Drawn in the sand and seen by satellite? "send a radio, please?"
(Score: 2) by richtopia on Monday May 15 2017, @12:15AM (1 child)
Human rated spacecraft should be able to be operated unmanned also in this day and age. Hypothetically, if this spacecraft has an issue during a mission presenting additional risks, such as for example a piece of foam insulation striking the wing of a space shuttle during launch, the craft can be returned to earth unmanned.
I cannot find a link, but I seem to remember that the American Space Shuttle was manned for political reasons.

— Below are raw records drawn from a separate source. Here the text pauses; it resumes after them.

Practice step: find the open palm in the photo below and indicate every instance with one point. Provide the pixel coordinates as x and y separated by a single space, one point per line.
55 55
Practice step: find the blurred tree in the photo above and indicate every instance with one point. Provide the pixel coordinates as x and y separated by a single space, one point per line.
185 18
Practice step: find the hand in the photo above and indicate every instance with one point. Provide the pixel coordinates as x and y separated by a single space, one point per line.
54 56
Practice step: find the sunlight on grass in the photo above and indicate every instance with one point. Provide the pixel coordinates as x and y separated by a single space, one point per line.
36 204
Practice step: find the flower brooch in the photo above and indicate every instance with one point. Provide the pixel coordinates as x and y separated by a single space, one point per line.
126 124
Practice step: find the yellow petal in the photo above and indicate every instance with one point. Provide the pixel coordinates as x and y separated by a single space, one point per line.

The Soviet shuttle Buran actually only flew unmanned during its single flight.
(Score: 2) by VLM on Monday May 15 2017, @01:00PM
Its kind of like arguing that self-driving cars don't need seats because being self driving they don't need drivers therefore they'll never contain people, because the whole purpose of automobiles never involved human travel at all, which is kinda silly.
The idea of a self driving school bus with no seats and no people inside is kinda comedic.

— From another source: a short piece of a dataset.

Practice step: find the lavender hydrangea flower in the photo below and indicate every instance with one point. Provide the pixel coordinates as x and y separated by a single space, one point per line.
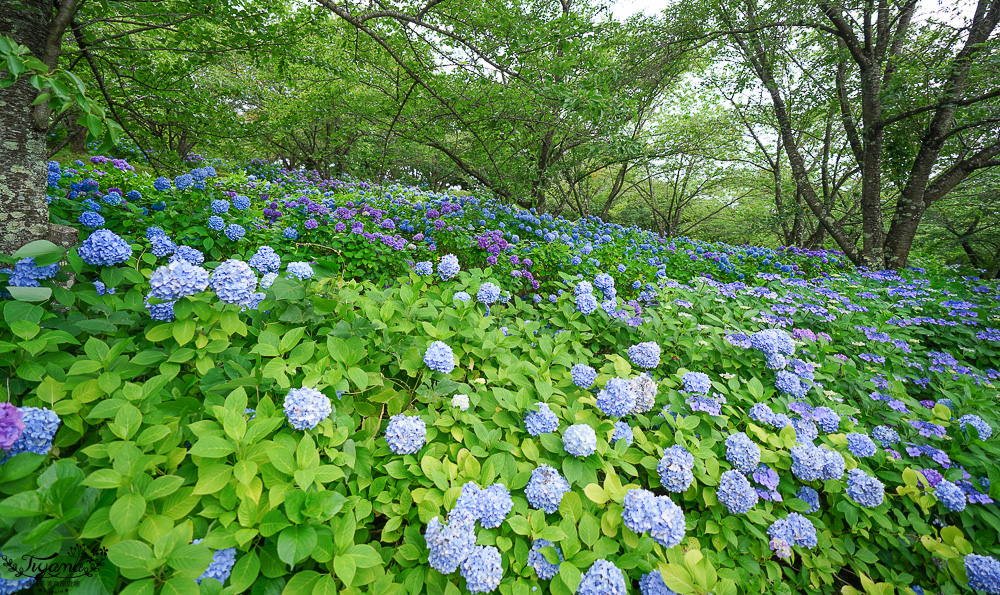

(Score: 2) by VLM on Monday May 15 2017, @01:13PM
What would they do?
If its primarily a shakedown flight, ground control will be exercising the hell out of the craft and they'll have no time, no payload, for the spam in the can to do anything this time around.
Its like the business/technical advice to experiment with one thing at a time. Test the people or test the ship on the first mission. Good luck testing the people without a working ship on the first flight. So prove out the ship, then next time put people in a proven ship and test out the people, more or less.

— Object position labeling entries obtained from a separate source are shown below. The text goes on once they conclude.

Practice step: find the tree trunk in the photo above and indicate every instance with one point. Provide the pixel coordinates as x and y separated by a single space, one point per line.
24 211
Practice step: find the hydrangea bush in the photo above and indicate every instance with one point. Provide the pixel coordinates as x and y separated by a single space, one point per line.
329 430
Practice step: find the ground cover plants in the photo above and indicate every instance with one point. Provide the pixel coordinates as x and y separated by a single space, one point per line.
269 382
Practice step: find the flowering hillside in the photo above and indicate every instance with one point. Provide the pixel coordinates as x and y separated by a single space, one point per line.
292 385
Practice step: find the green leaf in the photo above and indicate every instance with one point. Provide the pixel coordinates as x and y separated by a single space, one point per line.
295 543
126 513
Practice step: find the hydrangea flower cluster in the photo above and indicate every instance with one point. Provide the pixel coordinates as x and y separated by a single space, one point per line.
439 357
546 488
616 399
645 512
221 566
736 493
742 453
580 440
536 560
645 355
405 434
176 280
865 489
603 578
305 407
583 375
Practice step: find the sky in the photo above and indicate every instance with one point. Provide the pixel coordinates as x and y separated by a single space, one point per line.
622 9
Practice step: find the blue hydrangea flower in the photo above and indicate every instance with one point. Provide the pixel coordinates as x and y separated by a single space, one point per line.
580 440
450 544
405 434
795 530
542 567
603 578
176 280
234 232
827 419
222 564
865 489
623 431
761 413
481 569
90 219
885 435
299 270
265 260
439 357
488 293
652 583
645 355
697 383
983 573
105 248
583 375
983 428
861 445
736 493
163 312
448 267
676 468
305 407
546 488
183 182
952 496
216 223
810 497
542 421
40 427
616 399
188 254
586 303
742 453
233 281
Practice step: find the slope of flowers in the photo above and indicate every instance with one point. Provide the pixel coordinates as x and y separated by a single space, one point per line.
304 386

Also NASA is a purely CYA culture and there is no upside to having the spam in a can do nothing for a mission, and the downsides of a failure are kinda high, so unless they're outright ordered to put volunteers in there, that thing will never fly with a human. Remember they're paid to manage contracts and minimize risk, and the lowest risk vehicle never flies, while the project was objectively highly successful in terms of money spent and meetings held.
One interesting solution would be to strap in some death row inmates and commute their sentence to life in prison if they make it back alive. They're not doing anything interesting back home, if they die the end result is the same as if they stayed home, if they live the general public is still protected from them yet they're "rewarded", when they're bored or inconvenienced by being in orbit nobody but the worst bleeding heart liberals feel sorry for them. As for fame, one interesting solution would be to not release their names.